Italbasket, botta e risposta fra Petrucci e Sacchetti mentre si fa calda la pista Gianmarco Pozzecco

È stato un pomeriggio molto turbolento per la nazionale italiana di basket. Nelle scorse ore, attraverso una nota apparsa sul suo sito ufficiale, la FIP ha inaspettatamente annunciato il termine dell’esperienza del CT Meo Sacchetti sulla panchina azzurra.

In tale nota si parla, senza accennare specifiche motivazioni dietro la decisione, di un incontro fra l’ex coach campione d’Italia con Sassari e il Presidente della Federazione Gianni Petrucci, al termine del quale le due parti avrebbero concordato la risoluzione del contratto.

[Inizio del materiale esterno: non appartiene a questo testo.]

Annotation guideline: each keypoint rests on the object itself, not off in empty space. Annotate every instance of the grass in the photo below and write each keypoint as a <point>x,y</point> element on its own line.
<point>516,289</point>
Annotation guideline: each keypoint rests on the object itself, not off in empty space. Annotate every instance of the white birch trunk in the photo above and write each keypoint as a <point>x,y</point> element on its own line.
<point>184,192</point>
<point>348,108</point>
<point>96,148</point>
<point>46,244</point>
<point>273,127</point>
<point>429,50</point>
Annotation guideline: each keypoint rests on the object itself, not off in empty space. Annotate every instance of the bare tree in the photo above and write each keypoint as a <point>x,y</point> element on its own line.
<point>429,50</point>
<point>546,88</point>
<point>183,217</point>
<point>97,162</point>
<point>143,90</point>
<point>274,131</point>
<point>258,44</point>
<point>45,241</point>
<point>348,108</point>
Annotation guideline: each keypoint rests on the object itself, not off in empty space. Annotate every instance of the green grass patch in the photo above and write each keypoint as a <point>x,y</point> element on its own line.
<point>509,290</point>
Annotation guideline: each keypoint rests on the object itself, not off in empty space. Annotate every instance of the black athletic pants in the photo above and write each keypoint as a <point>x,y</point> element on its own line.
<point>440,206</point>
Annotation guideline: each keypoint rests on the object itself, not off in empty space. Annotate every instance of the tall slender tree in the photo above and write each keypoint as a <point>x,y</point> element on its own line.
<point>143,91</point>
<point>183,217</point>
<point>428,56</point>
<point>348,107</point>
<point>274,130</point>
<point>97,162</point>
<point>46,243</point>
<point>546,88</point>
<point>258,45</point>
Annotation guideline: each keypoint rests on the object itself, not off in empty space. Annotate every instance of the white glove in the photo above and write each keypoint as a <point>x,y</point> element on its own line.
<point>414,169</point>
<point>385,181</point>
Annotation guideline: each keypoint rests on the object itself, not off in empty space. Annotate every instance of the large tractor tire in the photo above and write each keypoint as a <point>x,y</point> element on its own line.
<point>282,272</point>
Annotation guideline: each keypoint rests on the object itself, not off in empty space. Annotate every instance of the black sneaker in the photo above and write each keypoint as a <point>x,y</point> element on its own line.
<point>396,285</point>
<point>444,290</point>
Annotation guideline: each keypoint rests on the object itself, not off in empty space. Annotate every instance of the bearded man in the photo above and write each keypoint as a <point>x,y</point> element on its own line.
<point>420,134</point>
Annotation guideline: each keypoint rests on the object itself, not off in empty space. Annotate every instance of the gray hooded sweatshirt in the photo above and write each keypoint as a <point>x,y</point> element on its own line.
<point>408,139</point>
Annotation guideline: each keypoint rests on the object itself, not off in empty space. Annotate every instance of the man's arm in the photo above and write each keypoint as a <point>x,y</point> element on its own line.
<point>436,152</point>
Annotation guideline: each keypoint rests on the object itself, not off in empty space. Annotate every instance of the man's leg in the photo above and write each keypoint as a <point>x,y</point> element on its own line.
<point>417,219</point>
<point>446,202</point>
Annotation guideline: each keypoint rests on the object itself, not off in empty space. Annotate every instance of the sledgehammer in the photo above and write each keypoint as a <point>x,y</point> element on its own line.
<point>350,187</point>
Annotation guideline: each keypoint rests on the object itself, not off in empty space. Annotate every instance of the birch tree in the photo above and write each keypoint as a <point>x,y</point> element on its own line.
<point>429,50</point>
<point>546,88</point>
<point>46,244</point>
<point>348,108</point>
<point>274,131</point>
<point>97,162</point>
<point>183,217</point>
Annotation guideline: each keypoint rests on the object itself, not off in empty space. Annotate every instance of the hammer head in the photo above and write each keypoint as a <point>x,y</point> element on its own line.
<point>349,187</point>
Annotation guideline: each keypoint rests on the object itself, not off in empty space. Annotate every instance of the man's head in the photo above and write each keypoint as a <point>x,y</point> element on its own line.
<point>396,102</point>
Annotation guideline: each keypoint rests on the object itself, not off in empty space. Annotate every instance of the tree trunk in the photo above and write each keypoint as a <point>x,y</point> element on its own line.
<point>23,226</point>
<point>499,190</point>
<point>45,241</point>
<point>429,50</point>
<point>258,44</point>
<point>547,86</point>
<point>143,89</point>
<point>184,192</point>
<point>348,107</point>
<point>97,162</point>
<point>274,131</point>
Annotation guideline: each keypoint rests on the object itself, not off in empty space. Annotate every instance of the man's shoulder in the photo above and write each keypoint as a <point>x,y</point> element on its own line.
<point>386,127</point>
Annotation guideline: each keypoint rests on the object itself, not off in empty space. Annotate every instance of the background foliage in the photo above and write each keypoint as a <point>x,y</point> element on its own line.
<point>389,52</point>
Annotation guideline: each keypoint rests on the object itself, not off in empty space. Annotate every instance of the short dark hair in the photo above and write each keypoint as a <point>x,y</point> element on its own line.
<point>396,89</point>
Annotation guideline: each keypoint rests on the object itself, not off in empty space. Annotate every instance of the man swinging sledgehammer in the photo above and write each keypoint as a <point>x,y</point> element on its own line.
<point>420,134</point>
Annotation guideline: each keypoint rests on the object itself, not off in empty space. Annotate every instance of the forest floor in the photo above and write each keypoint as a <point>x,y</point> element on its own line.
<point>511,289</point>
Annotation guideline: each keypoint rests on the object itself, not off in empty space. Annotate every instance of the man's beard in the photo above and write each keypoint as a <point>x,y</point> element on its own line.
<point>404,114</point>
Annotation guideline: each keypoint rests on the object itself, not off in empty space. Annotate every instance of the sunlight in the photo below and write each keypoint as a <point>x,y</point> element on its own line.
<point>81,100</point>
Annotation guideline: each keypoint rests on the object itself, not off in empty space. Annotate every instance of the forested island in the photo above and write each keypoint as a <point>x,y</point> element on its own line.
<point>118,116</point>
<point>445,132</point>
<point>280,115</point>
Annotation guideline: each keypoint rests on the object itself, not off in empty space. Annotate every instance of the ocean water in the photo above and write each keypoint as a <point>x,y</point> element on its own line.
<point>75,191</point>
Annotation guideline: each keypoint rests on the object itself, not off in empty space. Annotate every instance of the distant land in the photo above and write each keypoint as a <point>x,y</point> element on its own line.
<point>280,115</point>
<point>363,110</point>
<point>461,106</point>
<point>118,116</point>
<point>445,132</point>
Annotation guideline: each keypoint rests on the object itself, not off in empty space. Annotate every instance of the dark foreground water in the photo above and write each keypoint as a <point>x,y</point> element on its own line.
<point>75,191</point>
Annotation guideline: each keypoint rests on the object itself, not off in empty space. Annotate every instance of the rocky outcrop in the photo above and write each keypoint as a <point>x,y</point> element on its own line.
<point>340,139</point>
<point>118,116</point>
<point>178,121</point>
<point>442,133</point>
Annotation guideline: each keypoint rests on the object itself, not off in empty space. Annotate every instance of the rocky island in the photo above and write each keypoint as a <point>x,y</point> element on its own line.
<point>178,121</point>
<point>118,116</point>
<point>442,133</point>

Raggiunto telefonicamente da ANSA dopo l’uscita della notizia, Petrucci parla di un “rapporto esaurito” e, senza fare nomi, dichiara che il successore verrà annunciato la settimana prossima.

Intanto Sacchetti affida le sue parole al profilo personale di Twitter: “Si è concluso il mio cammino con Italbasket, una seconda pelle che ho sempre cercato di onorare al meglio. Non è dipeso da me e non me l’aspettavo. Grazie ai miei straordinari Giocatori: abbiamo condiviso Valori e provato emozioni incredibili. Grazie agli Staff e a Coach Messina”.

Segue la seconda risposta di Petrucci, stavolta a Sky Sport 24, che assumendosi la responsabilità della scelta rincara la dose sottolineando come nel suo messaggio di addio l’ormai ex CT non abbia ringraziato la Federazione, a testimonianza di un rapporto compromesso.

Nel mentre, più fonti danno come praticamente certo il subentro sulla panchina azzurra dell’attuale assistente dell’Olimpia Milano nonchè leggenda della pallacanestro italiana Gianmarco Pozzecco.

Diventato CT nel 2017 al posto di Ettore Messina, Sacchetti ha guidato la nazionale per un totale di 50 partite,  riportandola per la prima volta dopo 16 anni di assenza alle Olimpiadi. Il suo contratto sarebbe scaduto a settembre, subito dopo la fine dell’Europeo che vedrà l’Italia fra i paesi ospitanti. Petrucci ha deciso quindi di assumere un nuova guida tecnica a ridosso di un importante competizione continentale.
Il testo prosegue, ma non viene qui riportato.